Raphaël Zarka
Artiste aux 26 facettes

Écrit et illustré par Olympe Rabaté.

Paru en octobre dernier aux éditions B42, la première monographie consacrée à Raphaël Zarka est l’occasion pour les graphistes du studio DeValence de poursuivre leur contribution complice au travail documenté et documentaire engagé par l’artiste depuis maintenant plus de dix ans.

Cet ouvrage rassemble de nombreuses photographies donnant à voir la production protéiforme de cet artiste-sculpteur-archéologue-dessinateur-vidéaste-collectionneur. Son travail est mis en lumière par différents essais de critiques et historiens de l’art : Guillaume Désanges signe le texte “Ingénieur de surface” qui ouvre le livre, Didier Semin “Roue libre”, Jean-Pierre Criqui “La doublure” et Christophe Gallois ferme le pas en interviewant longuement l’artiste sur son travail et les différentes références qu’il convoque.

Une histoire d’amour avec un rhombicuboctaèdre

Pour Zarka tout commence avec la rencontre de deux étranges volumes en béton dans un terrain vague près de Sète. La photographie qu’il prend (“Les formes du repos n°1”) ouvre la monographie. Découvert par hasard, ce prototype de brise-lame fascine Zarka en tant que sculpture involontaire.

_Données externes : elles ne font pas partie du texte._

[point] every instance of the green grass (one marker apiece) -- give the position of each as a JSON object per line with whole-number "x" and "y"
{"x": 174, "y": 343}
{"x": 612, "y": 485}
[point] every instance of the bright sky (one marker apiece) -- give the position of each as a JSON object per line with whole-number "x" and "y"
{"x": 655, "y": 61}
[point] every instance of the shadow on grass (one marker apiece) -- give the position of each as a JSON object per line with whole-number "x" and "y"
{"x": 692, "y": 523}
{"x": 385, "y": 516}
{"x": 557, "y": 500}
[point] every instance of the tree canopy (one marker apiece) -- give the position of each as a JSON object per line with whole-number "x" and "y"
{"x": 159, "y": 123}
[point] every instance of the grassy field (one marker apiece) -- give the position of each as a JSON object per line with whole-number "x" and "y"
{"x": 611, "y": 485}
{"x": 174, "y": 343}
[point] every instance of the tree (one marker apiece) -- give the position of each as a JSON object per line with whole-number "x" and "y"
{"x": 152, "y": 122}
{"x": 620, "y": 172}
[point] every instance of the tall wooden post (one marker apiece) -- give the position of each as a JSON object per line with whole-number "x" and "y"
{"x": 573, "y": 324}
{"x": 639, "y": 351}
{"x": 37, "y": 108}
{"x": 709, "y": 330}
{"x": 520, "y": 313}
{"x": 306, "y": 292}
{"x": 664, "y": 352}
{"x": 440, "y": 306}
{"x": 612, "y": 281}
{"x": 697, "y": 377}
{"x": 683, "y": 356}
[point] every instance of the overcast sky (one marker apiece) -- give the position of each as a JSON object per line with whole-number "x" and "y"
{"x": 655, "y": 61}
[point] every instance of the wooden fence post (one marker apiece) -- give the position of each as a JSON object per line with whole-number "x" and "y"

Il est basé sur la figure géométrique du rhombicuboctaèdre : un solide à 26 faces de la famille des polyèdres semi-réguliers découvert par Archimède. De la trouvaille fortuite à l’obsession, il n’y a qu’un pas. L’artiste entame une collection raisonnée de toutes les occurrences possibles de ce rhombicuboctaèdre (“Catalogue raisonné des rhombicuboctaèdre”). Une ampoule Deco Crystal Philips de supermarché, une gravure dans un traité de géométrie italien du XVIe siècle, la bibliothèque nationale de Biélorussie, l’horloge solaire de l’abbaye de Neubourg, etc. Le rhombicuboctaèdre devient un leitmotiv dans le travail de Zarka, ou plutôt un "leitfossil" comme le note Guillaume Désanges : la survivance d’une forme et ses déclinaisons dans l’histoire [1]. Ce motif géométrique qui revient erratiquement mais obstinément est avant tout un prétexte pour l’artiste à tisser un réseau de connections mystérieuses dans l’histoire des formes entre sciences, arts et culture populaire.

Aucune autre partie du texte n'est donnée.